The key features of BorgBackup include the following:
- Space efficiency
- Higher speed and minimum delays
- Data encryption using 256-bit AES
- Dynamic compression
- Off-site backups
- Backups can be mounted as a file system
- Compatible with multiple platforms
$ borg init -e repokey /PathRepository
To create a backup archive, use the command given below:
$ borg create /PathRepository::Saturday1 ~/MyDocuments
For another backup with deduplication, use the following code:
$ borg create -v --stats /path/to/repo::Saturday2 ~/Documents --------------------------------------------------------- Archive name: MyArchive Archive fingerprint: 612b7c35c... Time (start): Sat, 2017-11-27 14:48:13 Time (end): Sat, 2017-11-27 14:48:14 Duration: 0.98 seconds Number of files: 903 --------------------------------------------------------- Original size Compressed size Deduplicated size This archive: 6.85 MB 6.85 MB 30.79 kB All archives: 13.69 MB 13.71 MB 6.88 MB Unique chunks Total chunks Chunk index: 167 330 ---------------------------------------------------------
In MongoDB NoSQL, the backup of databases and collections can be retrieved using MongoDB Backup without any issues of size. The connection to Port 27017 of MongoDB can be directly created for the backup of instances and clusters.

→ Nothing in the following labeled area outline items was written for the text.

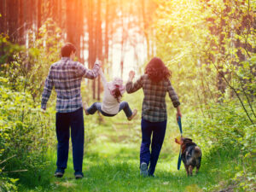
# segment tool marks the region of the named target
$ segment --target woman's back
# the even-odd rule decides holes
[[[166,96],[168,92],[174,107],[179,105],[179,101],[168,79],[159,82],[152,81],[148,74],[132,84],[128,82],[126,90],[128,93],[137,91],[143,88],[144,99],[143,103],[143,118],[150,122],[160,122],[167,119]]]

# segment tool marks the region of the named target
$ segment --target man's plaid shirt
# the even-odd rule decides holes
[[[99,69],[100,65],[96,63],[92,70],[89,70],[78,61],[62,57],[50,67],[44,84],[41,108],[46,108],[53,87],[57,93],[57,112],[73,112],[82,108],[80,90],[82,78],[95,79],[98,76]]]
[[[140,77],[134,84],[126,84],[127,93],[133,93],[143,89],[144,99],[143,103],[143,119],[150,122],[161,122],[167,119],[166,96],[169,93],[174,108],[180,105],[177,96],[169,79],[159,83],[150,80],[148,74]]]

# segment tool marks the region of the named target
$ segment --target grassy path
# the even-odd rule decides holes
[[[187,177],[183,166],[177,171],[177,155],[170,154],[164,146],[156,167],[156,177],[142,177],[139,175],[139,129],[131,130],[131,125],[112,125],[97,128],[96,142],[86,148],[84,158],[84,177],[73,177],[72,153],[68,167],[62,178],[55,178],[55,152],[50,156],[50,166],[44,176],[49,183],[38,183],[23,191],[209,191],[209,188],[232,175],[232,163],[222,158],[208,165],[202,161],[200,173]],[[132,132],[133,134],[131,134]],[[166,143],[166,141],[165,141]],[[165,145],[165,143],[164,143]],[[230,175],[231,174],[231,175]]]

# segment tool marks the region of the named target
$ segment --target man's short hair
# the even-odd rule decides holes
[[[62,57],[69,57],[72,51],[76,52],[76,47],[71,44],[67,43],[61,47],[61,56]]]

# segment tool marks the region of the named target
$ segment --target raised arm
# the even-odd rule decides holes
[[[143,76],[140,77],[134,84],[132,80],[134,79],[135,73],[131,71],[129,73],[129,80],[126,84],[126,91],[127,93],[133,93],[143,87]]]
[[[168,81],[167,90],[169,93],[169,96],[172,102],[173,107],[177,108],[177,119],[178,116],[182,117],[182,113],[180,112],[180,108],[179,108],[180,102],[178,101],[177,95],[175,92],[173,87],[172,86],[172,84],[170,81]]]
[[[101,68],[101,61],[96,61],[94,64],[93,68],[88,69],[81,63],[78,63],[77,74],[79,77],[87,78],[87,79],[96,79],[99,75],[99,70]]]
[[[51,70],[49,69],[48,76],[47,76],[45,83],[44,83],[44,91],[43,91],[43,95],[42,95],[41,108],[44,110],[46,109],[46,104],[50,96],[53,86],[54,86],[54,83],[52,80]]]
[[[102,82],[103,84],[103,86],[105,87],[106,84],[107,84],[107,79],[106,79],[106,77],[105,77],[102,68],[99,70],[99,73],[101,75],[101,79],[102,79]]]

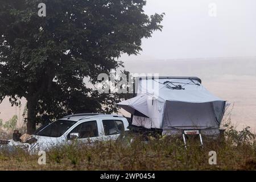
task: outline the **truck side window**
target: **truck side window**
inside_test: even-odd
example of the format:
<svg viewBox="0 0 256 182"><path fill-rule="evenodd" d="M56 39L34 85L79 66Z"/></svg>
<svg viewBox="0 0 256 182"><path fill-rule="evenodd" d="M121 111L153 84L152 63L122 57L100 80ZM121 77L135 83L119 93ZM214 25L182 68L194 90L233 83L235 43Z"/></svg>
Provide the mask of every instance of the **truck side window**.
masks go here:
<svg viewBox="0 0 256 182"><path fill-rule="evenodd" d="M118 134L125 131L125 126L122 120L102 120L105 135Z"/></svg>
<svg viewBox="0 0 256 182"><path fill-rule="evenodd" d="M81 123L70 132L72 133L79 133L79 138L98 136L97 121L92 121Z"/></svg>

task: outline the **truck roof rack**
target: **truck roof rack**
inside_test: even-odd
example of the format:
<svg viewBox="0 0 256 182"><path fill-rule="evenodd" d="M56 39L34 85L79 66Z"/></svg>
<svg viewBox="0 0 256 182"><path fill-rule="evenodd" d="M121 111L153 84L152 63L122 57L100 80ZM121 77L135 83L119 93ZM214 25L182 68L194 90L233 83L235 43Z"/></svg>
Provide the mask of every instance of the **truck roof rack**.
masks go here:
<svg viewBox="0 0 256 182"><path fill-rule="evenodd" d="M71 114L71 115L68 115L66 116L64 116L63 117L63 118L70 118L70 117L75 117L75 116L90 116L90 115L104 115L104 114L102 113L79 113L79 114Z"/></svg>
<svg viewBox="0 0 256 182"><path fill-rule="evenodd" d="M79 119L80 120L82 120L84 119L88 119L90 118L101 118L101 117L115 117L115 118L119 118L119 117L123 117L123 116L122 115L118 115L117 114L95 114L95 115L85 115L84 117L81 118L81 119Z"/></svg>

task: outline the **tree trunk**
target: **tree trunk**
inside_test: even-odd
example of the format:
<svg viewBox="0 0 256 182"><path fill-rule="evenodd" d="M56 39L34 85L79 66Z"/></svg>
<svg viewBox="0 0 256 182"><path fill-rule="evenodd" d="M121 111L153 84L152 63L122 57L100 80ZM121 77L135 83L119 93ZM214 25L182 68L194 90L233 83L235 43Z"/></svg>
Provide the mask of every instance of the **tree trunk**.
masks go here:
<svg viewBox="0 0 256 182"><path fill-rule="evenodd" d="M36 130L36 107L37 101L31 97L27 98L27 133L32 135Z"/></svg>

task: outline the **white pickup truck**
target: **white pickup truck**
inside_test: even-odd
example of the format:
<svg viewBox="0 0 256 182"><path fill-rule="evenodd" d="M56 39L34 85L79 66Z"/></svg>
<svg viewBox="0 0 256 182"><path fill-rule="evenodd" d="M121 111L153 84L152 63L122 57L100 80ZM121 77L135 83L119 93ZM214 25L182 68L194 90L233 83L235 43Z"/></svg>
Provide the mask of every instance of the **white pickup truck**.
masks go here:
<svg viewBox="0 0 256 182"><path fill-rule="evenodd" d="M30 152L45 150L58 144L68 144L72 140L93 142L116 140L120 134L127 131L129 122L122 116L102 114L77 114L67 115L38 130L31 137L32 144L8 140L5 147L25 147ZM4 146L2 146L2 148Z"/></svg>

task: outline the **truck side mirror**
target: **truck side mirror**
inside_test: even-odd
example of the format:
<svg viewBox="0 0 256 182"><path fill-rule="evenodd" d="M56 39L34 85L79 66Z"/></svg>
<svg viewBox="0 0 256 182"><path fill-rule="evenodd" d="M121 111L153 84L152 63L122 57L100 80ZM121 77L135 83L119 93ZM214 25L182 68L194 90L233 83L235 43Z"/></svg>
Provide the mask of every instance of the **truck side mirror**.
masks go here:
<svg viewBox="0 0 256 182"><path fill-rule="evenodd" d="M69 134L69 139L72 139L72 140L79 138L80 136L80 135L79 133L71 133Z"/></svg>

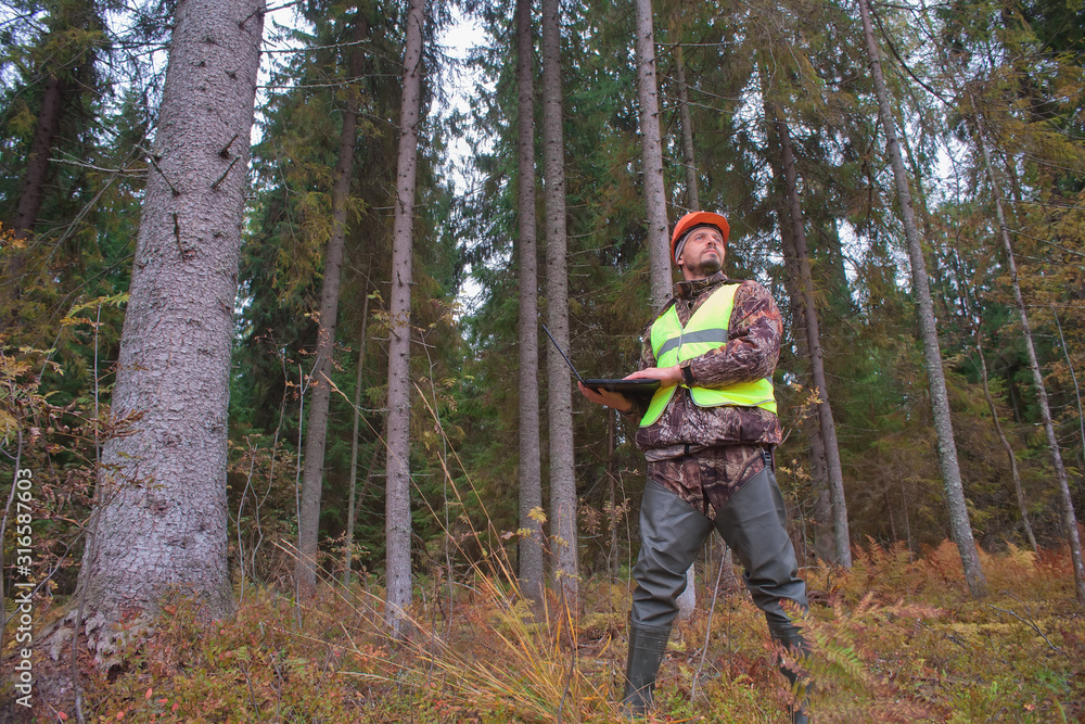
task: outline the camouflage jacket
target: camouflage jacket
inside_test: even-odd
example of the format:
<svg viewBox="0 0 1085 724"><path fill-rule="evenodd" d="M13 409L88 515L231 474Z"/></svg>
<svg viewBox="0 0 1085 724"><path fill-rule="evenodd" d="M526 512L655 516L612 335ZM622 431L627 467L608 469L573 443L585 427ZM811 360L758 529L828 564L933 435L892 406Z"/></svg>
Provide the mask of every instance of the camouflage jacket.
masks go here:
<svg viewBox="0 0 1085 724"><path fill-rule="evenodd" d="M679 281L675 295L664 305L676 305L678 319L686 325L709 296L725 283L740 283L727 326L727 343L681 363L684 374L703 388L726 386L771 378L780 357L783 322L773 296L755 281L728 279L717 272L704 280ZM661 312L662 314L662 312ZM654 321L653 321L654 323ZM649 325L643 333L640 368L655 367ZM639 420L648 399L638 399L630 415ZM679 457L704 447L725 445L776 445L780 442L780 420L760 407L699 407L687 388L678 388L660 419L637 432L637 445L649 461ZM687 447L689 446L689 447Z"/></svg>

Installation is as follows:
$ pip install mongodb-backup
The documentation and help files help keep track of the commands with the options that can be integrated with MongoDB Backup:
$ mongodbbackup --help
To take a backup of a single, standalone MongoDB instance, type:
$ mongodbbackup -p <port> --primary-ok <Backup-Directory>
To take a backup of a cluster, config server and shards, use the following command:
$ mongodbbackup --ms-url <MongoS-URL> -p <port> <Backup-Directory>
You can use any of these reliable packages available in Python to secure data and back it up, depending on the data that needs to be protected.